Addressing journalists in Abuja, the association’s President, Ishaku Adamu, lamented that many Nigerians were being deprived of the huge benefits that others enjoy due to their disabilities.
He noted that the domestication of the Marakesh Treaty through the assent to the new Copyright Bill would make Nigeria a society with equal reading opportunities for both print disabled and non-print disabled members of the community.
He noted that it was crucial that Nigeria domesticates the treaty in view of the many benefits to print disabled persons.
Adamu said: “These people are currently being deprived of the huge benefits that others are enjoying because of the increasing availability of reading material on every imaginable subject.
“In fact, even books by Nigerian authors like Wole Soyinka, Chinua Achebe and Chimamanda Adichie, which have been produced in accessible formats in other countries, are not available to Nigerians with a print disability.
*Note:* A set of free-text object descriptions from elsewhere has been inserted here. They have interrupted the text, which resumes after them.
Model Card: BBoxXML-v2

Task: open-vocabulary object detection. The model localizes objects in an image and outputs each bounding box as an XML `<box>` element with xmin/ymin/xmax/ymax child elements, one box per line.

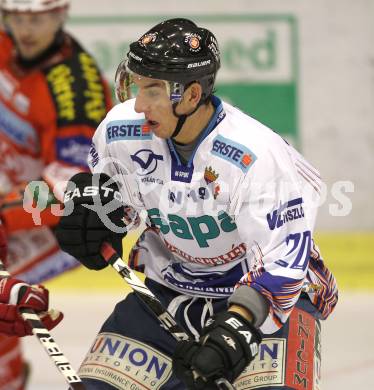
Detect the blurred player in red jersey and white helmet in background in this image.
<box><xmin>0</xmin><ymin>0</ymin><xmax>112</xmax><ymax>390</ymax></box>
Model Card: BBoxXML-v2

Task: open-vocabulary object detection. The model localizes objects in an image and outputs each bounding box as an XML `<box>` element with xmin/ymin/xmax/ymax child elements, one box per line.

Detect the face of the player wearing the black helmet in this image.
<box><xmin>133</xmin><ymin>74</ymin><xmax>178</xmax><ymax>138</ymax></box>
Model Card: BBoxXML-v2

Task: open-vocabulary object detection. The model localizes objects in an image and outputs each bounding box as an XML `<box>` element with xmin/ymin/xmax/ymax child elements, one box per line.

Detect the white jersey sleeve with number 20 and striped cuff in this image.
<box><xmin>235</xmin><ymin>146</ymin><xmax>316</xmax><ymax>333</ymax></box>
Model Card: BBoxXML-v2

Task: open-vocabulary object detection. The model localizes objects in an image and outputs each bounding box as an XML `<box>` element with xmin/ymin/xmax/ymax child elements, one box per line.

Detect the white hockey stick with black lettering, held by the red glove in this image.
<box><xmin>0</xmin><ymin>259</ymin><xmax>86</xmax><ymax>390</ymax></box>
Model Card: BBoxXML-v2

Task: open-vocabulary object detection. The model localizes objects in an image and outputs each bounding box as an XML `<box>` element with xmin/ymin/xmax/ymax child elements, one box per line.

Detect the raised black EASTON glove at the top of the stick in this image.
<box><xmin>55</xmin><ymin>172</ymin><xmax>126</xmax><ymax>270</ymax></box>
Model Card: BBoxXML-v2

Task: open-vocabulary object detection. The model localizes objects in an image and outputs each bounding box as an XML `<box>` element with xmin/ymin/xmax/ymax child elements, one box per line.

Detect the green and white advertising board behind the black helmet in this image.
<box><xmin>68</xmin><ymin>14</ymin><xmax>299</xmax><ymax>145</ymax></box>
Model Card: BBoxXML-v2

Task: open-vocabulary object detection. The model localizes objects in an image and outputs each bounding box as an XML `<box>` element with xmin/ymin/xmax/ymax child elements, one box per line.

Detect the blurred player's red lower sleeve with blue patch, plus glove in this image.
<box><xmin>0</xmin><ymin>123</ymin><xmax>95</xmax><ymax>234</ymax></box>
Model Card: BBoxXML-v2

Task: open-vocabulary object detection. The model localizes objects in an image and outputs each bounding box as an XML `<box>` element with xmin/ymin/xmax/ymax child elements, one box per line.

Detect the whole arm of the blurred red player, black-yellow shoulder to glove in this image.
<box><xmin>0</xmin><ymin>52</ymin><xmax>112</xmax><ymax>233</ymax></box>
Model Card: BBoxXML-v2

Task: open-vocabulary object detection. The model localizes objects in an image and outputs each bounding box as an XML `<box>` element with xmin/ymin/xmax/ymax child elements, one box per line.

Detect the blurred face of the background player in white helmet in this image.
<box><xmin>5</xmin><ymin>11</ymin><xmax>62</xmax><ymax>60</ymax></box>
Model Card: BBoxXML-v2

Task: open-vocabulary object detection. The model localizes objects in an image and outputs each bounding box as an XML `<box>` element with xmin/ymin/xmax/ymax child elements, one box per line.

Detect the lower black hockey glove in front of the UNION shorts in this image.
<box><xmin>173</xmin><ymin>312</ymin><xmax>262</xmax><ymax>390</ymax></box>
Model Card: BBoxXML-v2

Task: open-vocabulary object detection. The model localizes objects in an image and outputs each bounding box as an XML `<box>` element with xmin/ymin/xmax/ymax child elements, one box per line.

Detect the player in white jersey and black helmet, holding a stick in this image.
<box><xmin>57</xmin><ymin>19</ymin><xmax>337</xmax><ymax>390</ymax></box>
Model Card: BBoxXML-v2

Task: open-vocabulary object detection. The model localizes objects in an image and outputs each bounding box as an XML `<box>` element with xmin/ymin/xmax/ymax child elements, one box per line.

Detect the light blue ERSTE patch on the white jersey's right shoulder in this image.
<box><xmin>211</xmin><ymin>135</ymin><xmax>257</xmax><ymax>173</ymax></box>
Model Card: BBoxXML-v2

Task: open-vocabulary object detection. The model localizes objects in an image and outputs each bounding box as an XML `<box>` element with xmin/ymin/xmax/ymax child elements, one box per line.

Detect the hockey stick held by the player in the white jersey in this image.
<box><xmin>101</xmin><ymin>243</ymin><xmax>235</xmax><ymax>390</ymax></box>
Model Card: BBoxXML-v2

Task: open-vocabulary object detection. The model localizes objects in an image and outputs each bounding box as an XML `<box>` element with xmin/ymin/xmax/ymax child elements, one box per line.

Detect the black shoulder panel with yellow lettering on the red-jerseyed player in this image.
<box><xmin>43</xmin><ymin>34</ymin><xmax>108</xmax><ymax>128</ymax></box>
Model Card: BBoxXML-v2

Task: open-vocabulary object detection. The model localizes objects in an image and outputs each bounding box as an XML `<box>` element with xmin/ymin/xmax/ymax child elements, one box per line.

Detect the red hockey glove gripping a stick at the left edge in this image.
<box><xmin>0</xmin><ymin>278</ymin><xmax>63</xmax><ymax>337</ymax></box>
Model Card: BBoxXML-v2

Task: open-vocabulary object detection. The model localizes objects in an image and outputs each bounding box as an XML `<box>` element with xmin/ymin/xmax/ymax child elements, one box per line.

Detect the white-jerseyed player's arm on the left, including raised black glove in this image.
<box><xmin>56</xmin><ymin>105</ymin><xmax>148</xmax><ymax>270</ymax></box>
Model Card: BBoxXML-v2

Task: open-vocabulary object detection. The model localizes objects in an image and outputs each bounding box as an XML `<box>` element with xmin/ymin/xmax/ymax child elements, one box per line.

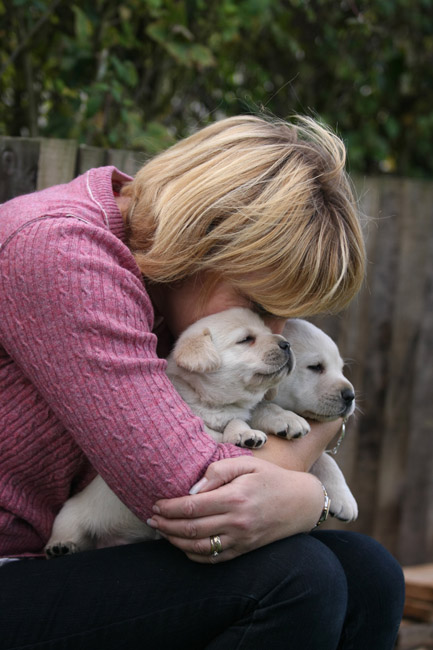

This lack of reading material affects writing quality and general communication.
“Nigeria has signed the United Nations Convention on the Rights of Persons with Disabilities (UNCRPD), therefore voluntarily committing itself to complying with the provisions of the convention. This means that Nigeria owes its disabled citizens the duty of providing works and materials in accessible formats as provided in Article 9, 19, 21, 24, 31 and 33.3 of the UNCRPD.
“Estimates suggest that about 10 per cent of the books produced in developed countries are accessible to print disabled persons. In developing countries, the situation is less clear; perhaps less than one per cent of books are in accessible formats.
“Under such circumstances, the organisations, which produce books in accessible formats have to make difficult choices about what books to transcribe, record or make accessible. Books are produced, not because of their intellectual quality, but because of their market popularity.
“The situation is worsened because if an organisation of the blind in one country makes a book in an accessible format, current copyright laws do not allow it to be shared with a similar organisation and its members in another country.”
Two months ago, Adamu still expressed disappointment over low government investment in special schools across the country.
Speaking when the association donated translated versions of approved curriculum textbooks to the Bauchi Special School to contribute towards the education of the visually impaired, he noted that the development was making it impossible for the students to study as required, adding that, “all children have right to education.”
According to Adamu, the braille books, which were produced with the support of the World Intellectual Property Organisation (WIPO), would ease the learning process among the visually impaired, adding that the gesture was a pilot exercise being implemented across the country.
“The textbooks were produced to develop the blind students in education. The visually impaired have no adequate textbooks to improve on teaching and learning process.
“Teachers have to study the available books and dictate to students, making it difficult for assignments, which textbooks are key in a successful learning process.
“The text books are in 18 subjects for primary and secondary students, and so far nine of the states have benefited from the first phase of the project.”
He, therefore, urged the government, philanthropists and other organisations across the country to replicate such intervention for quality education among people with disabilities.
Adamu further advocated for more allocation of resources to fast track learning and quality education among the physically challenged in the country.
How the current administration of President Bola Ahmed Tinubu addresses these challenges would be clear in the course of time.